Isn't this not true though? Based on the responses to his Tweet only one GraphQL request is made which batches the whole thing.

> Most of the rest is because of a thousand microservices chatting away at each other. Not technically client-to-server, but still taking significant time.

But what does this have to do with India? If the slowness is due to calls between microservices hosted on (from my understanding) their own hardware, why would it matter if the initial GraphQL request comes in from India, since all the rest of the backend requests would be the same?



> his Tweet only one GraphQL request is made which batches the whole thing.

Literally bang in the middle of an F12 network trace showing dozens of requests, mostly JavaScript. Not JSON RPC, per se, but still an overhead taking up seconds, especially on low-end Android devices.

> But what does this have to do with India?

Everything. Nitter uses 40KB of code & data to display the same content that takes Twitter megabytes.

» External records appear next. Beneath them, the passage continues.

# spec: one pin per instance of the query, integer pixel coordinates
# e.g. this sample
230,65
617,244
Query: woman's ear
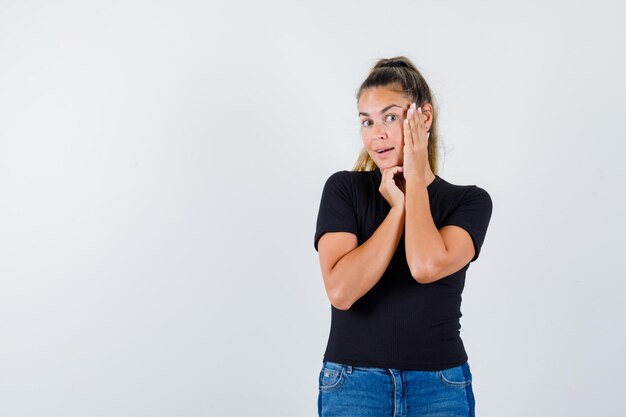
427,109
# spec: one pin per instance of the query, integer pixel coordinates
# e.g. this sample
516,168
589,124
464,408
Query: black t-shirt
400,323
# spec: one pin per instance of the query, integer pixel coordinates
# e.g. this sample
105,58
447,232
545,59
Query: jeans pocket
332,376
458,376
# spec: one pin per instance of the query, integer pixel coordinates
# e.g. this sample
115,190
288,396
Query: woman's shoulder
465,191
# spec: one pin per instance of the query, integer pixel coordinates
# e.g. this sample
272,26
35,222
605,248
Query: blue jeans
353,391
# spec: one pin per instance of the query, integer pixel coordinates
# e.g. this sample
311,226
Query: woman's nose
379,132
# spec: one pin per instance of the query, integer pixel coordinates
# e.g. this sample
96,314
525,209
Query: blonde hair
411,82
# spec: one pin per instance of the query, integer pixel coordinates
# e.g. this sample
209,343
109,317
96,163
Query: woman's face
382,112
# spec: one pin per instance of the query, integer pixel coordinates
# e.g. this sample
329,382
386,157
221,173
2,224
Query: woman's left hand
415,145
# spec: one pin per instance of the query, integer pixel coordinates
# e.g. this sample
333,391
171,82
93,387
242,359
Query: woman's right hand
391,177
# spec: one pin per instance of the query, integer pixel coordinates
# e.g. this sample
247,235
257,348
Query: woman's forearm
359,270
423,242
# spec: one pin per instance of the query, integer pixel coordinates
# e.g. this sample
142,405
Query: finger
408,138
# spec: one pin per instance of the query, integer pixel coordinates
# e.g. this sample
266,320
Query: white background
161,166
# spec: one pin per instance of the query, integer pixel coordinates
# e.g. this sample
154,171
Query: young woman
395,241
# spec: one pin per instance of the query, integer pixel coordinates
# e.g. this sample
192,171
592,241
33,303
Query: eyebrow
382,111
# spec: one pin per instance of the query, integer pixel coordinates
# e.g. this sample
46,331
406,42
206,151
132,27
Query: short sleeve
472,214
336,211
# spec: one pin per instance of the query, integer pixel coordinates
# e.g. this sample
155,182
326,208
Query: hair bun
395,64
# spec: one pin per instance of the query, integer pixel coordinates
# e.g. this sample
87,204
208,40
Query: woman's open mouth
384,152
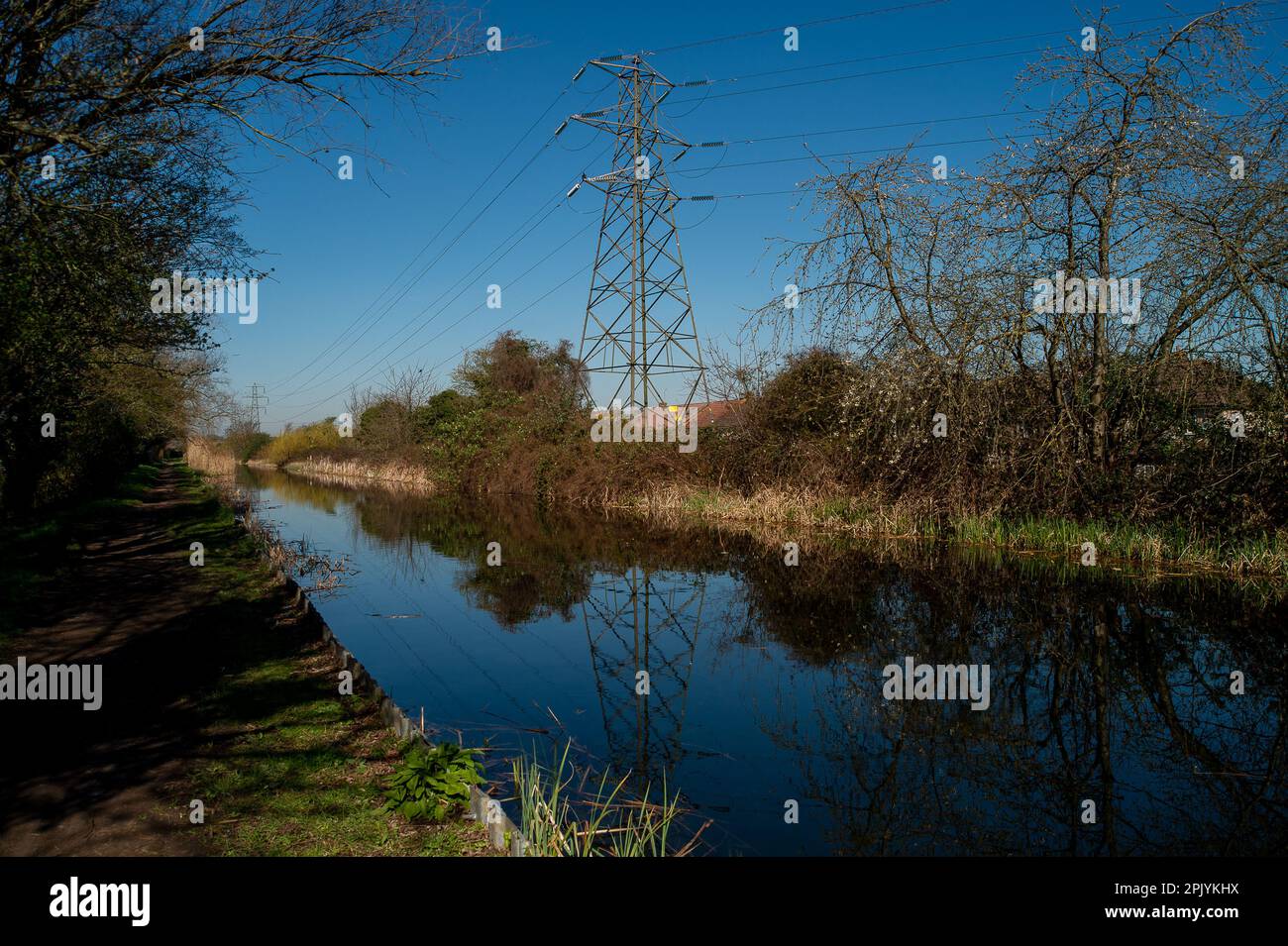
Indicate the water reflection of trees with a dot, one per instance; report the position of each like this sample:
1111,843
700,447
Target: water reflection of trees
1099,691
1104,688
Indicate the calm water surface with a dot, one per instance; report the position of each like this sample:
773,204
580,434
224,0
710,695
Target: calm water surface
767,681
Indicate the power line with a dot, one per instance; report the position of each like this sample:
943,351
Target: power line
949,48
419,348
438,233
780,29
489,259
879,72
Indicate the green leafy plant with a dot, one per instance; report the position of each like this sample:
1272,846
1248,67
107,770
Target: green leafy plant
429,783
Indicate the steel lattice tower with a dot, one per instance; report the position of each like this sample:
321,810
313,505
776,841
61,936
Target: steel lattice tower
639,323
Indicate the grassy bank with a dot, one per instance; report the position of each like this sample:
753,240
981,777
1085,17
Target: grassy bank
35,556
297,777
256,727
1154,546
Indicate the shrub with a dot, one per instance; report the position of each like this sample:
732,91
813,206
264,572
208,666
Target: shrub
432,782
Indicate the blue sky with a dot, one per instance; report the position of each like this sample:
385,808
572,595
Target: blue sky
336,245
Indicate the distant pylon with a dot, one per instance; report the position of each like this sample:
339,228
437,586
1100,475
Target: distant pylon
258,402
639,326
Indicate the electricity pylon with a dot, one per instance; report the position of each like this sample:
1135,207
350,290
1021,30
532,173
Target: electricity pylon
639,323
258,402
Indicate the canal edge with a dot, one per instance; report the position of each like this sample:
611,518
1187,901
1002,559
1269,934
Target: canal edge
502,833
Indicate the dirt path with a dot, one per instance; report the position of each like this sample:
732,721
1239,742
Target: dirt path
214,686
95,783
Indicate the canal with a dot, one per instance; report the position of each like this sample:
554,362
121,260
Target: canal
1157,699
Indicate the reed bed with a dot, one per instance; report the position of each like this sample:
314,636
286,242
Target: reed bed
398,473
207,459
600,824
1157,546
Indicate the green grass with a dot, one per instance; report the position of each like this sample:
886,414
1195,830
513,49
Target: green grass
286,766
37,554
292,768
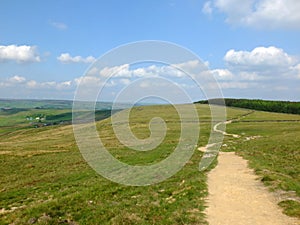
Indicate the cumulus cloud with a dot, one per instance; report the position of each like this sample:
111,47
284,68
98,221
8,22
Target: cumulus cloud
261,68
67,58
222,74
20,54
267,14
265,60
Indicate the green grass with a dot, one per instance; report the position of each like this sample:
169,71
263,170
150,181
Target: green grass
273,152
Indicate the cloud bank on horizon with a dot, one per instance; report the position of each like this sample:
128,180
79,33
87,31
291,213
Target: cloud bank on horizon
260,71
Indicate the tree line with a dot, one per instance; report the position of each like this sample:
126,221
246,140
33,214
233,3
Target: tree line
257,104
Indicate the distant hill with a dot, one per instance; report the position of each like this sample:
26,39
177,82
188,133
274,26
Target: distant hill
50,104
258,104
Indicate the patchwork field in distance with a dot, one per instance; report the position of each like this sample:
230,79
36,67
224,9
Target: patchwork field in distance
45,180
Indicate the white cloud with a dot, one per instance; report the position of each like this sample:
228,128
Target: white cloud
59,25
21,54
222,74
263,60
67,58
266,14
236,85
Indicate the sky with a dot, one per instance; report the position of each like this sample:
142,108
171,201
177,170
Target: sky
251,47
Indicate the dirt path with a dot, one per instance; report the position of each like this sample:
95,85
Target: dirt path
236,197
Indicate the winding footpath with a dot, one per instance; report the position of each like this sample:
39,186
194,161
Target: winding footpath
237,197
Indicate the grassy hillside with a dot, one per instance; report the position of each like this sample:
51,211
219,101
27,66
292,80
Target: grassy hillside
271,144
45,179
258,104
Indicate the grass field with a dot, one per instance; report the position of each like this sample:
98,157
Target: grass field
45,180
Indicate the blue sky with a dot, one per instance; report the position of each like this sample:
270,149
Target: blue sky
252,46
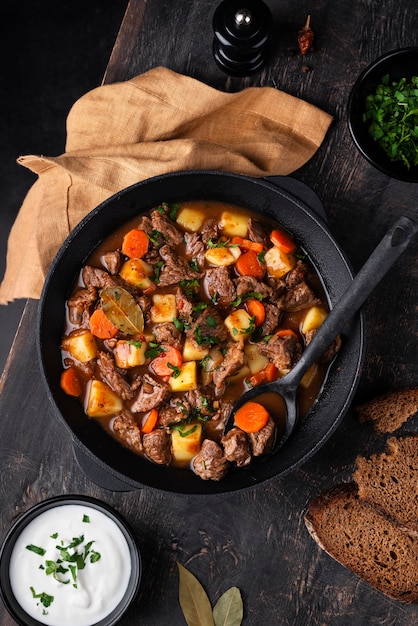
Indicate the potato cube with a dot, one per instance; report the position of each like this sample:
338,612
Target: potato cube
136,272
234,224
102,401
308,377
185,442
190,219
163,308
210,364
187,379
223,255
313,319
243,372
81,345
191,352
239,324
279,263
255,361
130,353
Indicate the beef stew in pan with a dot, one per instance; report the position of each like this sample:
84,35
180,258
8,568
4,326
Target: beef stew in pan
175,316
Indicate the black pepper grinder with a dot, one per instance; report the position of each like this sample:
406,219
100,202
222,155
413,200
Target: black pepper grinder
242,29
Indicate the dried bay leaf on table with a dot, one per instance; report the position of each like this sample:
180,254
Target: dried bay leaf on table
229,609
193,599
122,310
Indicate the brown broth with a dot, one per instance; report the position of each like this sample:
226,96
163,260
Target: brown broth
236,385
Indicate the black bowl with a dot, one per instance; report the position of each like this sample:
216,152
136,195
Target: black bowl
104,459
398,64
9,599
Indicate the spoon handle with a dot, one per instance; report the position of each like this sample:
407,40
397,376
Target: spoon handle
380,261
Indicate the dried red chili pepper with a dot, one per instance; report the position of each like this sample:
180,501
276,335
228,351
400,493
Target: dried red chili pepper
305,37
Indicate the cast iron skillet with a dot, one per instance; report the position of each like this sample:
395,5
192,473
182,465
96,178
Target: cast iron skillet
298,210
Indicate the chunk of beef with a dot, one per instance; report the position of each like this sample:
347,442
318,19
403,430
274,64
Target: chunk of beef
330,352
195,248
233,361
249,284
112,261
210,230
258,233
272,318
219,285
299,298
99,278
152,394
127,431
183,304
278,287
216,425
157,446
166,227
166,333
210,463
81,304
262,441
112,376
208,329
284,352
236,446
175,269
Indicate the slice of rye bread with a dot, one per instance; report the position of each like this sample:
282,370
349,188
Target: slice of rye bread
389,411
365,542
389,480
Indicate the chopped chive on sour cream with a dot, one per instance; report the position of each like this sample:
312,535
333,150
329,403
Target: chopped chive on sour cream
70,565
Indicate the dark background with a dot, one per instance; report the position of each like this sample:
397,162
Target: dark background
53,53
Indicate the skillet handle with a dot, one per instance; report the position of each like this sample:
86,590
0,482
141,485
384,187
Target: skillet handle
394,242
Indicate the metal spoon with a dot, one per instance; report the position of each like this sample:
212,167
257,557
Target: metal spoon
381,260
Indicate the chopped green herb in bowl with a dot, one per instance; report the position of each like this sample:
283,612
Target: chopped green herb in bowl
392,118
383,114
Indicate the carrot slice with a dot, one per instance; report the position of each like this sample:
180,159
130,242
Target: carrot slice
70,382
251,417
101,326
249,265
283,241
256,309
247,244
135,243
150,421
266,375
170,357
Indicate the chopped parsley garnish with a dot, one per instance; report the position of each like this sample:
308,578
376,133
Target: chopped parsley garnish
44,599
181,429
190,287
193,264
391,113
154,350
36,549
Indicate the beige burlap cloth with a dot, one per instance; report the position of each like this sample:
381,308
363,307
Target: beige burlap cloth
157,122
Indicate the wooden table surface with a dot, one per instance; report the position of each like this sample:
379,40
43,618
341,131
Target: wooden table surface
256,539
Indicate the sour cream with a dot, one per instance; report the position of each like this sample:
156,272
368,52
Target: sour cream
50,586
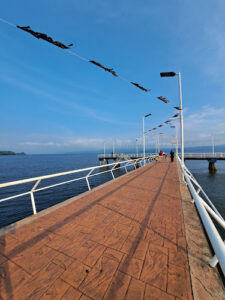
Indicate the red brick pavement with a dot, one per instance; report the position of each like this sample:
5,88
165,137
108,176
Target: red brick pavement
123,241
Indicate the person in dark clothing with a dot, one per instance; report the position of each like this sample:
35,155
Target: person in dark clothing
171,155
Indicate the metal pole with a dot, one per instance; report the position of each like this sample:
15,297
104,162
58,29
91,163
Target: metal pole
143,123
181,120
213,152
113,148
137,147
158,144
176,142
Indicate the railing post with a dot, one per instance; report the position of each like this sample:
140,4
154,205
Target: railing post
112,174
214,261
88,184
32,196
33,203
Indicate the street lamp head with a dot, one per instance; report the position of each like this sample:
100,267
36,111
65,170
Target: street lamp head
168,74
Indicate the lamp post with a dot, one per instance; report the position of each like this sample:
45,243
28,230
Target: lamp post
137,139
172,74
143,133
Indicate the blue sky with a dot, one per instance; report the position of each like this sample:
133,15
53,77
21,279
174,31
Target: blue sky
53,102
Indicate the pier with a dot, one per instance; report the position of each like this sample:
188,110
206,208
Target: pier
126,239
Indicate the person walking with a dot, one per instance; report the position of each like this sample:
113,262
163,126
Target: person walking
171,155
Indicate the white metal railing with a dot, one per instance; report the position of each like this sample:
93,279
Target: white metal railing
117,165
206,212
124,155
202,155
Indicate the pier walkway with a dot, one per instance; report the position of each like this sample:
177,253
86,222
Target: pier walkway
124,240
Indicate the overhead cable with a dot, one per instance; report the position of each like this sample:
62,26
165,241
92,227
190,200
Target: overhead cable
47,38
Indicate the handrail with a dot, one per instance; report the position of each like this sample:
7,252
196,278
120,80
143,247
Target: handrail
206,213
90,170
205,154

People in subsequent threads have pointed to the gigabytes of "data" usage by the Twitter Android app, which is just absurd for an app that displays primarily text.

It's a bloated pig of an app that performs poorly on 5G networks in the United States, and hence terribly on slow and overloaded networks separated from Twitter's data centres by an ocean.

"It works fine for me" says the engineer connected to the WiFi in Twitter HQ.


> Literally bang in the middle of an F12 network trace showing dozens of requests, mostly JavaScript. Not JSON RPC, per se, but still an overhead taking up seconds, especially on low-end Android devices.

I'm pretty sure that's my point? How are you equating "dozens" to "1200" (or even "hundreds" in your last comment) as though Elon is in the right ballpark?

As for the rest, I don't know what your point is, where did Elon say anything in that thread about how much data they were sending? He's quite literally responding to someone saying it was the amount of JavaScript being downloaded and telling them they're wrong, it's the "1200 RPC calls". I'm pretty sure the point he was attempting to make is that it's slow due to thousands of serial "RPC" calls made between the app and Twitter (which will have a higher RRT to India) but as you've demonstrated that's not what it's doing.

I'm not saying Twitter is well designed, I'm just not pretending like Elon somehow had the right idea when you've had to stretch it this far. If he had a proper technical understanding then we wouldn't have to have such a discussion of what he "actually meant".


That's correct, I am working in mobile world since 2005 and the latency of mobile networks is the most bad thing when you build mobile apps. The more requests you do the more latency you introduce to the user, especially if it's fetching data for UI, even if you do it asynchronously you have to wait for the data to update the UI.